Esce dalla bottega al tramonto del sole e all’aurora si lascia condurre nel deserto tra starnazzare di belve selvatiche e rauchedine di una faccia d’angelo divenuta Lucifero. Altro che quella caricatura di Dio che Satana regala al povero Adamo, mezzo nudo e mezzo vestito, nel giardino dell’Eden. Hai visto che Dio gli dipinge? Un Dio tentatore – castratore, che un po’ sadicamente regala all’uomo il godimento per poi negarlo.
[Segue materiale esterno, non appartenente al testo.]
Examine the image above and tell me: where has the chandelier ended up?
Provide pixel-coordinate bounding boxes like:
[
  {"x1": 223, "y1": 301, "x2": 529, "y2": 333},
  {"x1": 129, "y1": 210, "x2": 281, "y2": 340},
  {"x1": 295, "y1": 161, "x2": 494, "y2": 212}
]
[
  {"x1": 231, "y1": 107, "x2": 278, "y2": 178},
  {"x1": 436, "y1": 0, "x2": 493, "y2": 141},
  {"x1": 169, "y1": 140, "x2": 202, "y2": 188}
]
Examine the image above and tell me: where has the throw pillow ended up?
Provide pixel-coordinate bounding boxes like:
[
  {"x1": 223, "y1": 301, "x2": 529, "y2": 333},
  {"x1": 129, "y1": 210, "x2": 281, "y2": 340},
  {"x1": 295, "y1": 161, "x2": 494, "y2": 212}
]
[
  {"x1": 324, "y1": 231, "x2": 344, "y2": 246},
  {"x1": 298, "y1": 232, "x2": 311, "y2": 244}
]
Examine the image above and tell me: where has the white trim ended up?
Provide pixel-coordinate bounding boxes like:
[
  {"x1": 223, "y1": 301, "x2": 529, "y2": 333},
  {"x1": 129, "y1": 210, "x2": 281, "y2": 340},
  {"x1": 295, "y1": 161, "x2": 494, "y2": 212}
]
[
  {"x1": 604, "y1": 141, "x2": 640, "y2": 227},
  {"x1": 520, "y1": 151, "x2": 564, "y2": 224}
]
Quasi a dire: “Adamo, vedi com’è bello tutto ciò?”. E Adamo, appena promosso custode del creato, a rispondere: “Meraviglioso, Signore mio”. E la sferzata sadica di Dio: “Peccato sia proibito!”. Quando invece c’è tutta la tenerezza di Dio in quel racconto. Un Dio che ad Adamo regala il cielo e la terra, il mare, i fiumi e le montagne. Gli alberi, gli arbusti e gli uccelli del cielo. Regala tutto, ma gli mostra anche il cammino per arrivarci! La strada è sconnessa, pericolosa, difficile da indovinare: Cristo ci mette dei guardrail, delle “barriere protettive”, degli indicatori stradali. Vedi dove s’incunea quel maledetto avversario: ieri, oggi, domani. Fino all’ultimo istante! Ti fa credere che Dio sia perverso e cattivo, geloso e invidioso, maligno e tremendo. Ma la Bibbia è disarmante nella sua puntualità: Satana gli mostra quel piccolo frutto cui aggrapparsi, una mela per godere, un piccolo albero come sogno proibito. Tutto in piccolo, abusivo e riduttivo, mentre Dio ad Adamo dava la possibilità di spaziare nell’intero Giardino. Di più: camminava con lui!
Consegnato l’ultimo lavoro di falegname, ha indossato il vestito dell’uomo ed ha accettato la sfida di battere la testa, nella più umile dimostrazione della “teoria del picchio” che regge le fondamenta del Vangelo e dell’Eternità: “il picchio deve la sua salvezza al fatto di usare la testa”. La sfida ch’è rimasta quella sin dai tempi di Noè, l’uomo dell’arco dipinto tra cielo e terra: quella di farsi irridere/tentare dal mondo per raccontare la logica di Dio. Ch’è sempre un passo oltre, tanto da essere capita sempre un attimo dopo.
Povero vecchio diavolo. O povero me.